The previous iteration of the IIHS side crash test saw a 3,300-pound barrier slammed into a test vehicle at a speed of 31 mph. After realizing that the test no longer reflected the forces involved in actual side collisions, the IIHS reworked the procedure. The test now features a much taller 4,200-pound barrier, which is meant to better represent the size of the midsize SUVs that dot our pavements. This barrier is also accelerated to 37 mph in the new tests, which, combined with the added weight, results in a significant increase in crash force.
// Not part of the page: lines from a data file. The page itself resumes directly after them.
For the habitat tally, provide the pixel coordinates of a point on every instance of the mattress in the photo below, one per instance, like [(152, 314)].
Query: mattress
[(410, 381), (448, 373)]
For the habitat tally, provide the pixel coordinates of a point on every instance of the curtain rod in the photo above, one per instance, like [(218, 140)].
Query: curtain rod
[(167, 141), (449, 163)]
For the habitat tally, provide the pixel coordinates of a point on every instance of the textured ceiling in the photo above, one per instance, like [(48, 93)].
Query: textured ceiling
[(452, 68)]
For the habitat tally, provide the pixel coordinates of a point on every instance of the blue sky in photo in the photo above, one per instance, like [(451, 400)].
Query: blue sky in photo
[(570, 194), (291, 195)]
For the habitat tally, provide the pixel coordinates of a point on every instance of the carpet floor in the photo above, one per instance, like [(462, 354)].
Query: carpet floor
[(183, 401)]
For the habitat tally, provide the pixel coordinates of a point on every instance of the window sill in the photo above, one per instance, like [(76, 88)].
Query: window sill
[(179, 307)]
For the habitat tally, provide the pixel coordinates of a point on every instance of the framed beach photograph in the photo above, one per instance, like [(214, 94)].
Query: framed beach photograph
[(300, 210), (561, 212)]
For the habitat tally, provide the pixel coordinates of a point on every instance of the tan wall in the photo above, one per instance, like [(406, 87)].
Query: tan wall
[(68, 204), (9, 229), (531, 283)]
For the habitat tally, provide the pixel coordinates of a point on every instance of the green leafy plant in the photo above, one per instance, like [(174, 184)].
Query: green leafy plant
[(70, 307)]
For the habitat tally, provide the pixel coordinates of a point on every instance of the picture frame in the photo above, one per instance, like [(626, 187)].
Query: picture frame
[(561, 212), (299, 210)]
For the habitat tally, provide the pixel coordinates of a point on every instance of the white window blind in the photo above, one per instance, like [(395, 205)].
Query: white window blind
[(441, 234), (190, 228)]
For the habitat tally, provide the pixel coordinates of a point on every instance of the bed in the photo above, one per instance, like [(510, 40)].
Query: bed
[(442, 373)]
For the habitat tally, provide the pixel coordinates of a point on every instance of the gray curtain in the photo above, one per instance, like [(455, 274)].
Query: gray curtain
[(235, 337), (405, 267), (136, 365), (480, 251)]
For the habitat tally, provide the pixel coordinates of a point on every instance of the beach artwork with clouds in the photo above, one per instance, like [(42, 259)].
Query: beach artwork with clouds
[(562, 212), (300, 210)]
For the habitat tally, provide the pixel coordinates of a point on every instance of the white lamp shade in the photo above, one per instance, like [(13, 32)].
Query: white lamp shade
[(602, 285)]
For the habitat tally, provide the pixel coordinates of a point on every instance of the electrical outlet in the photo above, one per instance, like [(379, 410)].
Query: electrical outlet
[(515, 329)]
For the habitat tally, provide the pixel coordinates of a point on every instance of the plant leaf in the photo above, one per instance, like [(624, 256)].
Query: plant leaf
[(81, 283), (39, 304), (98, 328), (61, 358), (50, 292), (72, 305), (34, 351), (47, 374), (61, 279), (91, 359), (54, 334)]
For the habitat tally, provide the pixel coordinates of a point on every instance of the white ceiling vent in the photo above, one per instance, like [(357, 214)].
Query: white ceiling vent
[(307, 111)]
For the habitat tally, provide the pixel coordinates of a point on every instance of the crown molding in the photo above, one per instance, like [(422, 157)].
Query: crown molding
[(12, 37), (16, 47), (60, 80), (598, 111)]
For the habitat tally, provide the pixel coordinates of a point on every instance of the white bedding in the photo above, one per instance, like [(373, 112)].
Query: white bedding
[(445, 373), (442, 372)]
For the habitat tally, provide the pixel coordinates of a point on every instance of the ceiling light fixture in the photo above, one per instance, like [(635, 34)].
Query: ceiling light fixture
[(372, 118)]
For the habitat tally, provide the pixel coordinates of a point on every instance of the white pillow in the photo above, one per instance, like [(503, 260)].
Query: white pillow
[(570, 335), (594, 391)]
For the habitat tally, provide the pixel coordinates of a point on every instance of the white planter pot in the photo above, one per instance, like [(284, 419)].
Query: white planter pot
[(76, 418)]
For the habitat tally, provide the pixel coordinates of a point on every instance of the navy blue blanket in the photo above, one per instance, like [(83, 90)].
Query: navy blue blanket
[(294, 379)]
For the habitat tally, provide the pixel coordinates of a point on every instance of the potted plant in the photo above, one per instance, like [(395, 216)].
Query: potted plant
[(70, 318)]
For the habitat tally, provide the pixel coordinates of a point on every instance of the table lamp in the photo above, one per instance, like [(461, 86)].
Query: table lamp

The Chevrolet Colorado, GMC Canyon and Honda Ridgeline the models all received good marks in side impact tests. The structure of these vehicles held up quite well after being hit by the barrier, although sensor data showed potential for pelvic fractures in all three trucks. The Nissan Frontier and the Ford Ranger received acceptable marks, although this is not the fault of their structure or their security cells. In fact, the Frontier security cell was the best of them all. Unfortunately, the rear occupants of the Frontier and Ranger were able to come into contact with the C-pillar despite the presence of curtain airbags. As a result, both vehicles received marginal ratings for rear occupant head protection.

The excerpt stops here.